Oct 07, 2022
VOT Research Desk
Investors are anticipating the US employment report for September.
An NFP print might give the pair strong impetus.
On the Friday in the early European session, the EUR/USD entered a stabilization period at about 0.9800 as investors refrained from placing significant wagers before the crucial US September employment report.
The risk-averse market climate helped the dollar gain ground on its competitors on Thursday. A further lift to the currency came from rising US Treasury bond rates in response to hawkish Fed remarks, and the US Dollar Index (DXY) finished the second day in a row in the green.
“I see rates moving higher than the median of Fed officials, and I expect more persistence in inflation,” Cleveland Fed President Loretta Mester said late on Thursday. In the meanwhile, Fed Governor Christopher Waller stated that strong monetary policy deployment is both possible and necessary to reduce inflation.
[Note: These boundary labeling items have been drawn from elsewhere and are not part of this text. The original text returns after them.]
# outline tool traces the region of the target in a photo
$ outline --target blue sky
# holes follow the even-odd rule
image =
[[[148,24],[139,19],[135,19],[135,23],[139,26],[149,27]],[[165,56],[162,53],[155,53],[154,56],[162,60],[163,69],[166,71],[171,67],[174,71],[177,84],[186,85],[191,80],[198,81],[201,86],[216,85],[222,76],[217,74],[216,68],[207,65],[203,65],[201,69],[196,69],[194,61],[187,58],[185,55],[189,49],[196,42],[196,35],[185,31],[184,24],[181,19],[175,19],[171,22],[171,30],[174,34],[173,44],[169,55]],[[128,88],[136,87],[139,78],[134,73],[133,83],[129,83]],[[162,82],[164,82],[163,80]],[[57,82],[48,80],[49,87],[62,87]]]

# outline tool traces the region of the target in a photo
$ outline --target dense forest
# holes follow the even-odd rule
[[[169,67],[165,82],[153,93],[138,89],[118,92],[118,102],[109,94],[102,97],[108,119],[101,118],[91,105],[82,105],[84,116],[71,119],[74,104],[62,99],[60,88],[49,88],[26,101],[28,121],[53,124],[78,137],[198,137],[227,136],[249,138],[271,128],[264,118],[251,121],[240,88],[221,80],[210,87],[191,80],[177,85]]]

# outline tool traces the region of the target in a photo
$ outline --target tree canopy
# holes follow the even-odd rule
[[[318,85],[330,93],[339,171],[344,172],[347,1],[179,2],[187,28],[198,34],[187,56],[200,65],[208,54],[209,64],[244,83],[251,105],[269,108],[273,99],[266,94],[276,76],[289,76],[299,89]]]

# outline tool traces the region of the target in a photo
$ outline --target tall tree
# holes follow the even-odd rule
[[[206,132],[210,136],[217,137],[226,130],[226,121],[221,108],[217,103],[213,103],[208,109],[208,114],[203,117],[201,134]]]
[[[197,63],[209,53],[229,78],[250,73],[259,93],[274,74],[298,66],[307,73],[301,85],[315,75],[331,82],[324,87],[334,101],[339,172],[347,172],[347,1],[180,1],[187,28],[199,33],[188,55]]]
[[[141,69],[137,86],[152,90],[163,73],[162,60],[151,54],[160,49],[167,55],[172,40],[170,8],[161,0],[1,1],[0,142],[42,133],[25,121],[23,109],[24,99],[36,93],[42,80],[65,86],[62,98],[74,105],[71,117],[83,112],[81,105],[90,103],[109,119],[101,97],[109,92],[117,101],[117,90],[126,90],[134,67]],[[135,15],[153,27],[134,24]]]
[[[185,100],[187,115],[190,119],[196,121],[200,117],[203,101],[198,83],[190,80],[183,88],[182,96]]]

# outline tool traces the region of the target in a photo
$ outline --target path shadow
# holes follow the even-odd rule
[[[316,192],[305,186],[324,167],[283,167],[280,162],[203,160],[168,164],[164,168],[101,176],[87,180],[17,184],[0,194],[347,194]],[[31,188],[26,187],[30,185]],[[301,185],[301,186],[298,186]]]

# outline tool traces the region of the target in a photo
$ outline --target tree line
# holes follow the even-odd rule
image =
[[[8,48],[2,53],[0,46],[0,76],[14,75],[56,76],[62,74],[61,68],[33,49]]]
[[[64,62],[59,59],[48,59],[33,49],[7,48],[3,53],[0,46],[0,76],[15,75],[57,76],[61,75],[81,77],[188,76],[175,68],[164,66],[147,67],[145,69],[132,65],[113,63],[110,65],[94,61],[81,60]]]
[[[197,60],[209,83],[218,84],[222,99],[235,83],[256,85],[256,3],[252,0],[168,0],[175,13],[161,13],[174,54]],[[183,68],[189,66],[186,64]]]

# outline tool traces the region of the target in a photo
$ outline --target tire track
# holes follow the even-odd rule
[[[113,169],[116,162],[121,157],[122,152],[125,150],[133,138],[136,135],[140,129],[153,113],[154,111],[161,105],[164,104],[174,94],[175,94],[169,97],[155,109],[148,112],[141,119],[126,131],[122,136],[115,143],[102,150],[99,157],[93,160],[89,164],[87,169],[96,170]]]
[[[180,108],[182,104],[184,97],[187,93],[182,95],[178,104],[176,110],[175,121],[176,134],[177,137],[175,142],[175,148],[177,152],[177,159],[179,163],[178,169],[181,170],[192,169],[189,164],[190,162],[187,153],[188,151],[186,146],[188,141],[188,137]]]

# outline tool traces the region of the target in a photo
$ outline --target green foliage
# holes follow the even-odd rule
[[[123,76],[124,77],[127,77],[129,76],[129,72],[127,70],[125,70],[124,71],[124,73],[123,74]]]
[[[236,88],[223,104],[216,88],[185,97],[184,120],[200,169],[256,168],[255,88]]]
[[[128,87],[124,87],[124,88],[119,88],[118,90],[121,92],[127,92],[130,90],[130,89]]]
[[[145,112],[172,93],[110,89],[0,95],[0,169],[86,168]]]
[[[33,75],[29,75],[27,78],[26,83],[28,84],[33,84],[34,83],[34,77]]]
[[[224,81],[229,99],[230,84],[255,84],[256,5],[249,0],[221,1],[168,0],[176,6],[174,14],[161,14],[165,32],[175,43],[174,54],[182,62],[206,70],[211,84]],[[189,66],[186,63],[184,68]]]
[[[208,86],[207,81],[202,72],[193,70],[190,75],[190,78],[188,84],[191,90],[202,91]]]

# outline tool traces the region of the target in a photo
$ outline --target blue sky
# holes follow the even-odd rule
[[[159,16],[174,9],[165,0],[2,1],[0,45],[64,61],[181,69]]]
The US Bureau of Labor Statistics will present the labor market data in the afternoon. Investors anticipate that Nonfarm Payrolls (NFP), which increased by 315,000 more than anticipated in August, will climb by 250,000 in September. The Labor Force Participation Rate is anticipated to decline to 62.2% from 62.4%, while the Unemployment Rate will remain steady at 3.7%.The market’s response to the NFP should be simple. The dollar will undoubtedly benefit from healthy growth in nonfarm payrolls and vice versa. The number of weekly initial jobless claims steadily decreased in September, while the ISM’s most recent PMI surveys showed that employment was rising in the service sector and slightly declining in the manufacturing sector.
The Fed was able to maintain its aggressively hawkish stance since the prior four NFP data exceeded market expectations. Even if one weak reading is unlikely to have a big impact on the Fed’s policy direction, the absence of a significant decline in the DXY since early summer raises the possibility that market players are seeking for a chance to sell the dollar.
EUR/USD Technical Report
The Relative Strength Index (RSI) indicator on the four-hour chart fell below 50 after Thursday’s slump. However, the signal has subsequently been drifting sideways, indicating that sellers are now holding back.
The Fibonacci 50% retracement of the most recent rally, at 0.9780, serves as the initial support on the downside, followed by 0.9720 (Fibonacci 61.8% retracement) and 0.9650. (static level).
The Fibonacci 38.2% retracement, 100-period SMA, psychological level, and the Fibonacci 23.6% retracement are resistance levels, as are 0.9830, 0.9900, and 0.9920. (200-period SMA).